Another methodological concern is related to the subgroup of the total population of homeless people in the Netherlands that was studied, i.e. only those who reported themselves at a central access point for social relief in 2011 in one of the four major cities in the Netherlands and were accepted for an individual programme plan. As stated before, it is obligatory for every homeless person to report oneself at a central access point for social relief in order to gain access to social relief facilities (such as a night shelter). Therefore, a substantial part of the homeless population is covered when using this selection criterion. Subgroups of homeless people not included in this study were illegal homeless people and homeless people who do not make use of social relief facilities. Therefore, our findings may not be representative of these latter subgroups of the Dutch homeless population. Another issue is the selective non-response of participants with a low level of education and cannabis use.
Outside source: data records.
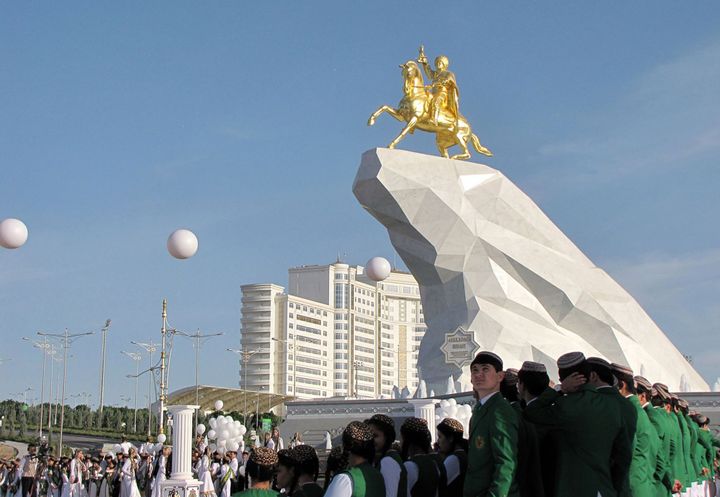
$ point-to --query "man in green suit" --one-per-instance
(533, 380)
(677, 468)
(493, 438)
(646, 442)
(602, 379)
(662, 479)
(684, 463)
(590, 432)
(707, 451)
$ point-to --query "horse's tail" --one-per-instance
(478, 146)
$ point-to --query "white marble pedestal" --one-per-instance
(181, 482)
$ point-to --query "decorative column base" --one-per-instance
(425, 409)
(180, 488)
(181, 482)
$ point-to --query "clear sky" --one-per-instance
(245, 121)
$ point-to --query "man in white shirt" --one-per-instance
(125, 445)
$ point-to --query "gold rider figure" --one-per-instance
(445, 93)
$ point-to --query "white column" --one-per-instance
(425, 409)
(182, 441)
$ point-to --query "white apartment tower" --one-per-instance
(333, 333)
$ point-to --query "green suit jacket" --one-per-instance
(629, 416)
(645, 449)
(685, 463)
(493, 449)
(590, 435)
(662, 478)
(694, 466)
(676, 452)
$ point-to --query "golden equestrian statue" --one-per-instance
(433, 108)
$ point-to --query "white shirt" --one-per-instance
(486, 398)
(340, 486)
(452, 468)
(391, 472)
(75, 473)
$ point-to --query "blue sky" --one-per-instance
(245, 123)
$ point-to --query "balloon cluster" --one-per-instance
(451, 409)
(225, 433)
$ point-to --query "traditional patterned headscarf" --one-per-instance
(358, 438)
(450, 427)
(306, 460)
(263, 456)
(337, 460)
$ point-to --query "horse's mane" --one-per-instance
(409, 82)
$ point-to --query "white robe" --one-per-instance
(160, 477)
(128, 483)
(205, 475)
(66, 485)
(77, 489)
(225, 490)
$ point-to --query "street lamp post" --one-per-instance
(43, 346)
(150, 348)
(198, 340)
(135, 356)
(66, 338)
(102, 367)
(245, 358)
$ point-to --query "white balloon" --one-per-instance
(182, 244)
(378, 268)
(13, 233)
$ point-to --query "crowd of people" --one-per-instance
(600, 432)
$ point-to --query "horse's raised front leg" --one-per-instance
(385, 108)
(407, 129)
(462, 142)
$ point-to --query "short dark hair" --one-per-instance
(260, 473)
(628, 380)
(582, 367)
(388, 429)
(534, 382)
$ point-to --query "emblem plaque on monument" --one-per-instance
(460, 347)
(490, 264)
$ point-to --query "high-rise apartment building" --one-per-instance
(334, 332)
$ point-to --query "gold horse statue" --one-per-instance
(426, 108)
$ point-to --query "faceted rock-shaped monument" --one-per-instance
(496, 274)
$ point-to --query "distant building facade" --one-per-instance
(332, 333)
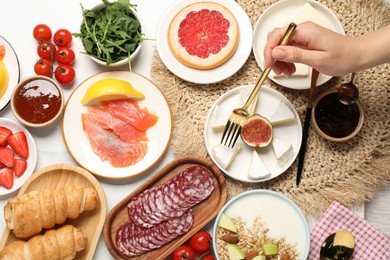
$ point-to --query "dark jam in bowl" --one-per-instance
(38, 101)
(334, 118)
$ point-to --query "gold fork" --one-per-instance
(239, 115)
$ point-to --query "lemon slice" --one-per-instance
(110, 89)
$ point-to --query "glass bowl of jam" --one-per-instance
(37, 101)
(335, 121)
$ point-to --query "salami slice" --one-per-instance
(133, 240)
(173, 198)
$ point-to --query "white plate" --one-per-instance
(279, 213)
(79, 146)
(205, 76)
(31, 160)
(266, 105)
(273, 17)
(12, 63)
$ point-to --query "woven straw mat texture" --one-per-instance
(349, 172)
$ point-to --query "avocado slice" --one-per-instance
(259, 257)
(227, 223)
(235, 253)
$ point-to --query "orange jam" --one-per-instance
(38, 101)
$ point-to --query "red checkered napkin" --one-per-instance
(369, 242)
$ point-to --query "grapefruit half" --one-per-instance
(203, 35)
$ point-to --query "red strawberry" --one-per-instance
(7, 178)
(18, 142)
(7, 156)
(20, 166)
(4, 133)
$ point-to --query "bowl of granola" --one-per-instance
(261, 224)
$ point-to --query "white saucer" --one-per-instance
(12, 63)
(159, 135)
(272, 18)
(290, 132)
(205, 76)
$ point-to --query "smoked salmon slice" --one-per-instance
(106, 144)
(123, 130)
(129, 111)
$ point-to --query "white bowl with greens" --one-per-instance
(111, 33)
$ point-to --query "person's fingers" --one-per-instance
(287, 69)
(273, 39)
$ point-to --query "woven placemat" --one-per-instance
(349, 172)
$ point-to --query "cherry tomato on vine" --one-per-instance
(201, 242)
(42, 32)
(46, 50)
(42, 67)
(65, 74)
(62, 38)
(184, 253)
(65, 55)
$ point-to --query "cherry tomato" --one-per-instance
(65, 74)
(184, 253)
(42, 67)
(62, 38)
(65, 55)
(201, 242)
(45, 50)
(42, 32)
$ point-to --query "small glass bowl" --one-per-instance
(335, 121)
(37, 101)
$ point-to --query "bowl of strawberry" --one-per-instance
(18, 156)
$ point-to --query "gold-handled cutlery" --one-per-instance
(239, 115)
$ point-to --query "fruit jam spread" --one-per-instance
(336, 119)
(38, 101)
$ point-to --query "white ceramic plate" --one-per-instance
(205, 76)
(290, 132)
(279, 213)
(273, 17)
(31, 160)
(79, 146)
(12, 63)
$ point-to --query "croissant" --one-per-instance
(62, 243)
(31, 212)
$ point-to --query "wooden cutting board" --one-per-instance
(60, 175)
(203, 212)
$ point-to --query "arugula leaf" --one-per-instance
(112, 33)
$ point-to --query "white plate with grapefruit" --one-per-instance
(281, 14)
(12, 67)
(227, 65)
(77, 140)
(285, 144)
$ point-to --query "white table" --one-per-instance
(17, 21)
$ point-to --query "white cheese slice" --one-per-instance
(225, 155)
(282, 114)
(219, 118)
(257, 168)
(301, 70)
(283, 150)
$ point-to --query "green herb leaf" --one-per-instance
(112, 33)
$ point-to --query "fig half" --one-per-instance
(257, 131)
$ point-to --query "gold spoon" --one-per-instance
(339, 245)
(348, 93)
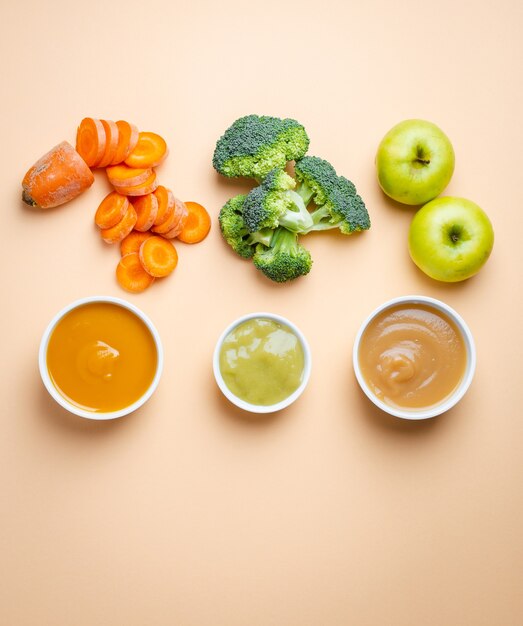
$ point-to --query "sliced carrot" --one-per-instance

This could have resulted in an underestimation of the prevalence of ID and of substance (mis)use and dependence. The amount of this underestimation can however not be calculated. In addition, we relied on self-reports to select participants who regularly used substances, which may have led to an underestimation of consumption of substances. Nevertheless, in the general population self-report measures have shown reasonable levels of reliability and validity when measuring alcohol consumption [35] and cannabis consumption [36]. Also, it has been suggested that people with ID are able to provide valid data on substance use [37]. Although no such studies exist for homeless populations, this allowed us to conclude that self-report is a valid and reliable measure for our purposes. The validity and reliability of using questionnaires designed for the general population among people with ID might be an issue. However, adequate item reliability and discriminative validity of the BSI-18 could be assumed based on research validating the use of the SCL-90-R among people with ID [38]. Also, other problems may occur using questionnaires designed for the general population among people with ID (e.g. acquiescence, not understanding the question, getting tired during the interview). We anticipated on these problems in several ways as is described in the Methods section.
Conclusion
To our knowledge this is the first study to explore relationships between ID and psychosocial problems among homeless people in the Netherlands. The study shows that ID is indeed a relevant problem among these homeless. It also indicates that ID screening of homeless people may be an effective method to identify those who are particularly vulnerable in terms of psychosocial problems within a homeless population. In this subgroup, the additional mental health and substance use problems may have implications for care programmes and homeless services, and endorses the importance of the extra attention required for this subgroup. This subgroup may benefit from customised care programmes and specialised housing facilities designed for homeless people with ID. The relatively large number of homeless people with ID emphasises that expertise in the field of ID among professionals working in homeless services is required. Further research on the care needs and service use of homeless people with ID is needed to improve the living situation of one of the most vulnerable groups in society.
Funding Statement
The study was funded by the Ministry of Health, Welfare and Sport. The funder had no role in study design, data collection and analysis, decision to publish, or preparation of the manuscript.